56. ondersteunende horeca

horeca waarbij de horeca-activiteit ondergeschikt is aan de hoofdactiviteit.

57. overkapping

een constructie die maximaal drie wanden heeft waarvan er maximaal twee tot de constructie behoren.

58. plan

het bestemmingsplan "Nijmegen Waalfront", bestaande uit de kaart en deze voorschriften.

59. (plan)kaart

de tegelijk met deze voorschriften vastgestelde kaart, bestaande uit twee kaartbladen, met bijbehorende verklaring, waarop de bestemmingen van de in het plan begrepen gronden en de aanduidingen zijn aangegeven, de plankaart, nr. 230979A en de belemmeringenkaart, nr. 230979B.

60. prostitutie

het zich beschikbaar stellen tot het verrichten van seksuele diensten ten behoeve van een ander tegen vergoeding.

61. raamprostitutie

een seksinrichting met één of meer ramen van waarachter de prostituee/prostitué tracht de aandacht van passanten op zich te vestigen.

62. recreatie

kleinschalige, buurtgebonden, recreatie in de parken en grootschalige recreatie die gekoppeld is aan een evenement als bedoeld in de Algemene Plaatselijke Verordening (APV) in de openbare ruimte.

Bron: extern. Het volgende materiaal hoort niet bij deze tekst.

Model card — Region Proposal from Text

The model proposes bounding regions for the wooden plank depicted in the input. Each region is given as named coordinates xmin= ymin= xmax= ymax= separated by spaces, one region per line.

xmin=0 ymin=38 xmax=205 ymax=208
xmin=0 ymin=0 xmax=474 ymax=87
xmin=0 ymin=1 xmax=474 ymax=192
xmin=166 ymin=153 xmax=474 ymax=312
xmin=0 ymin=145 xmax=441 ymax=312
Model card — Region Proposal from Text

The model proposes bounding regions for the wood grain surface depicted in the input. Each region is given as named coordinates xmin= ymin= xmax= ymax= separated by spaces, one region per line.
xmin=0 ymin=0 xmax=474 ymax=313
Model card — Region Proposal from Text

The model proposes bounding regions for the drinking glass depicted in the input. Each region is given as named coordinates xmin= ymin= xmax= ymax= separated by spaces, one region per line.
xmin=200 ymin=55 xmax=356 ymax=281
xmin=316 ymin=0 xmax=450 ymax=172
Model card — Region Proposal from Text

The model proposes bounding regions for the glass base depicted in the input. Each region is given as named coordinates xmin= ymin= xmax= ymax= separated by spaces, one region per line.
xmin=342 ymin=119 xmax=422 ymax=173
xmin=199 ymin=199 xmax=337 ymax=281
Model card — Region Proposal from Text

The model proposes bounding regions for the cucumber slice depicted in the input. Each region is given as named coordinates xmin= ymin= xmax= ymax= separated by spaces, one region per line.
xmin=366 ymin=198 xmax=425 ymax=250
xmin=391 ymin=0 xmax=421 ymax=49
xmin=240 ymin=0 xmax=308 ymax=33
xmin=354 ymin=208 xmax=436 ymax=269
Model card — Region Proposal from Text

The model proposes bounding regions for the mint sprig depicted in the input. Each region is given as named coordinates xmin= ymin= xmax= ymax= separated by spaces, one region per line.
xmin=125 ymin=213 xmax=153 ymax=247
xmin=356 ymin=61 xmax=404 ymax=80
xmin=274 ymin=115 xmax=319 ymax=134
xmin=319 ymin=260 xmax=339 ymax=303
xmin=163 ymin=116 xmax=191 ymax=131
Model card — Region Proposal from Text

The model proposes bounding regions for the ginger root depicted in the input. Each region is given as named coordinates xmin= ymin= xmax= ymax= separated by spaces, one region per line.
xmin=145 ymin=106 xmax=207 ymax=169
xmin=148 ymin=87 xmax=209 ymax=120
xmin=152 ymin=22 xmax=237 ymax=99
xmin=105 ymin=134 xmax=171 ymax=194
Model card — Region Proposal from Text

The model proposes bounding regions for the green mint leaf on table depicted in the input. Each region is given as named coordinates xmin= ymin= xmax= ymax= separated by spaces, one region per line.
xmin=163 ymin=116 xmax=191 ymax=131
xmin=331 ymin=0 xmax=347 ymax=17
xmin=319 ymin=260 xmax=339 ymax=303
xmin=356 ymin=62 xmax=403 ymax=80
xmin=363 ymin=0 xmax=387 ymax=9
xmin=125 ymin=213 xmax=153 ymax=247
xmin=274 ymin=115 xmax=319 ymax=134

63. recreatieve sportvoorziening

voorziening, zoals een trapveld, een basketbalveld, een skateboardbaan en dergelijke, waarbij per voorziening een ruimtereservering geldt van minimaal 600 m2.

64. speelplekken

voorziening, zoals een klimrek, een zandbak, een wipkip en dergelijke, waarbij per speelplek rekening een ruimtereservering geldt van minimaal 400 m2.

65. seksinrichting

een voor het publiek toegankelijk gebouw of bouwwerk, geen gebouw zijnde dan wel onderkomen, waarin bedrijfsmatig of in een omvang alsof zij bedrijfsmatig was, seksuele handelingen worden verricht, of vertoningen van erotisch-pornografische aard plaatsvinden. Onder een seksinrichting worden in elk geval verstaan een seksbioscoop, seksautomatenhal, sekstheater, een afwerkplek, een parenclub of een prostitutiebedrijf, waaronder tevens begrepen een erotische massagesalon, al of niet in combinatie met elkaar.

66. stacaravan

een caravan, die toch als gebouw valt aan te merken.

67. straatmeubilair

de op of bij de weg behorende bouwwerken, geen gebouwen zijnde, zoals: verkeerstekens, wegbebakeningen, bewegwijzeringen, verlichting, halteaanduidingen, parkeerregulerende constructies, road barriers, afvalinzamelsystemen, brandkranen, informatie- en reclameobjecten, rijwielstandaards, papier- en plantenbakken, zitbanken, communicatievoorzieningen, beeldende kunst, gedenktekens, speelvoorzieningen, abri's en dergelijke.

68. straatprostitutie

het op straat uitoefenen van prostitutie of het door handelingen, houding, woord, gebaar of op andere wijze, passanten tot prostitutie bewegen, uitnodigen dan wel aanlokken.

69. terras

een buiten of op een gebouw gelegen ruimte, waar zitgelegenheid kan worden geboden en waar tegen vergoeding dranken worden geschonken en/of etenswaren verstrekt.

70. tuin

de gronden behorende bij de woning die niet bebouwd mogen worden, behoudens de bepalingen in dit bestemmingsplan.

71. wellnesscentrum

een gebouw of een complex van gebouwen waarvan het gebruik, uitsluitend in een combinatie van meerdere functies, gericht is op een gezonde levensstijl in de breedste zin van het woord. Deze functies kunnen zijn: een sauna, een solarium, een massagesalon, een schoonheidssalon, en voorzieningen voor voedingsadvies, fitness en dergelijke.

72. wonen

het huisvesten van één of meerdere personen.

73. woning

een (gedeelte van een) gebouw dat dient voor wonen.

74. woonschip

een drijvende woning.

75. zaalverhuur

een inrichting ten behoeve van het al dan niet bedrijfsmatig exploiteren van zaalaccommodatie, waarbij het verstrekken van al dan niet ter plaatse bereide etenswaren en/of het verstrekken van drank voor consumptie ter plaatse mogelijk is.